Latin began showing up everywhere—in the liturgies I was drawn to, the theological texts I devoured, and even the margin notes of books that helped reshape my inner life.
But this phrase—Veritas et Gratia—has stayed with me for reasons far deeper than aesthetics. It’s become an anchor for the way I live, parent, write, and walk with God.
The first time I heard someone speak of truth and grace together—without using them as opposites—was in a book that profoundly changed my life.
Dr. Henry Cloud’s Changes That Heal introduced me to a God who doesn’t just call us to truth, but who meets us in grace.
He wrote:
"Grace is the first ingredient necessary for growing up in the image of God. Grace is unbroken, uninterrupted, unearned, accepting relationship... Grace, then, is the relational aspect of God's character.

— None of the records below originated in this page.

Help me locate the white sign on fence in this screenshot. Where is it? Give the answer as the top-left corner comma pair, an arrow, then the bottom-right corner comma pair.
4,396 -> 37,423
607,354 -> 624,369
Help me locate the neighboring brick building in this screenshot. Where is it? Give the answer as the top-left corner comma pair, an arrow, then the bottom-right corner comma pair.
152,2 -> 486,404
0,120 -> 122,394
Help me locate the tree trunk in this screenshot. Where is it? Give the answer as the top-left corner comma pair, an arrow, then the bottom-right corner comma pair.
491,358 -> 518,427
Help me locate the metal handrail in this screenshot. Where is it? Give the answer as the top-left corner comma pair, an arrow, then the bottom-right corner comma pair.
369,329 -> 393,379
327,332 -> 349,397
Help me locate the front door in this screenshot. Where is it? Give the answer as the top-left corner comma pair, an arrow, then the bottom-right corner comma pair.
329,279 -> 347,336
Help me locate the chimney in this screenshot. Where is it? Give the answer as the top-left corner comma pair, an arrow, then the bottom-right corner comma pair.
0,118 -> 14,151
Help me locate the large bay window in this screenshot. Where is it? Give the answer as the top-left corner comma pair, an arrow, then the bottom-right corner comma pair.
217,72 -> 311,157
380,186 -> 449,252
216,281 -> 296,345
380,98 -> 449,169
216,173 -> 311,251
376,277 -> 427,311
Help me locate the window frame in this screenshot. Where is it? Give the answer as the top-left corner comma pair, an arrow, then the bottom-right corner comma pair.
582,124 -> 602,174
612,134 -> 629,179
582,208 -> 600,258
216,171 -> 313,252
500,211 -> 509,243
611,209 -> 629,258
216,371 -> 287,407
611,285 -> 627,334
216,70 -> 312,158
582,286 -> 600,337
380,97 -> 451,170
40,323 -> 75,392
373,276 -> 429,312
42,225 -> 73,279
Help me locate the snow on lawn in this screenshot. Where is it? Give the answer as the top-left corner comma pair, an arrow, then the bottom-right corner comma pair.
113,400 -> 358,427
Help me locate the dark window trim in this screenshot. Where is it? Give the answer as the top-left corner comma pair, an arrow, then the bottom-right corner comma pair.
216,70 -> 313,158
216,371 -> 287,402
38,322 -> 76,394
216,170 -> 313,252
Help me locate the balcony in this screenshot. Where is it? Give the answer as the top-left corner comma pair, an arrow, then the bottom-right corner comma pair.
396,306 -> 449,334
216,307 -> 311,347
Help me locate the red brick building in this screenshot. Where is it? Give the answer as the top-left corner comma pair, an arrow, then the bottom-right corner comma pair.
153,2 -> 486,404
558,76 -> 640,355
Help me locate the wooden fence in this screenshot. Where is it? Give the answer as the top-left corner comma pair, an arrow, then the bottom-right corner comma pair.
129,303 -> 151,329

Truth is the second ingredient necessary...truth is the structural aspect of [God's] character. Truth is the skeleton life hangs upon; it adds shape to everything in the universe. God's truth leads us to what is real, to what is accurate.”
It was one of those moments where something inside me cracked open.
After years in a faith culture shaped by legalism, performance, and fear, I began to see the possibility of something softer—and truer.
Not a weaker faith. A more whole one.
Veritas et Gratia: Lived Out
Truth has always mattered to me. (INTJ, anyone?) But grace—grace was the piece I didn’t know I needed. The piece I was missing.
I had been trying (for decades) to survive on principles without Presence.
Now, years later, I find myself writing (and living) in the tension between both.
Truth and grace.
Conviction and compassion.
Holy grounding and holy gentleness.
So when I needed a phrase to quietly mark my writing—something that could hold all of this—I chose Veritas et Gratia.
Because I believe your story, like mine, deserves both.
Recommended Reading
If you’ve never read Changes That Heal by Dr. Henry Cloud, I highly recommend it—especially if you’re navigating religious deconstruction, emotional healing, or learning to let go of old wounds.
📚 Changes That Heal – Dr. Henry Cloud (Amazon)
Remember this:
You are loved. You are being led.
And there is no contradiction in being both grounded in truth and held by grace.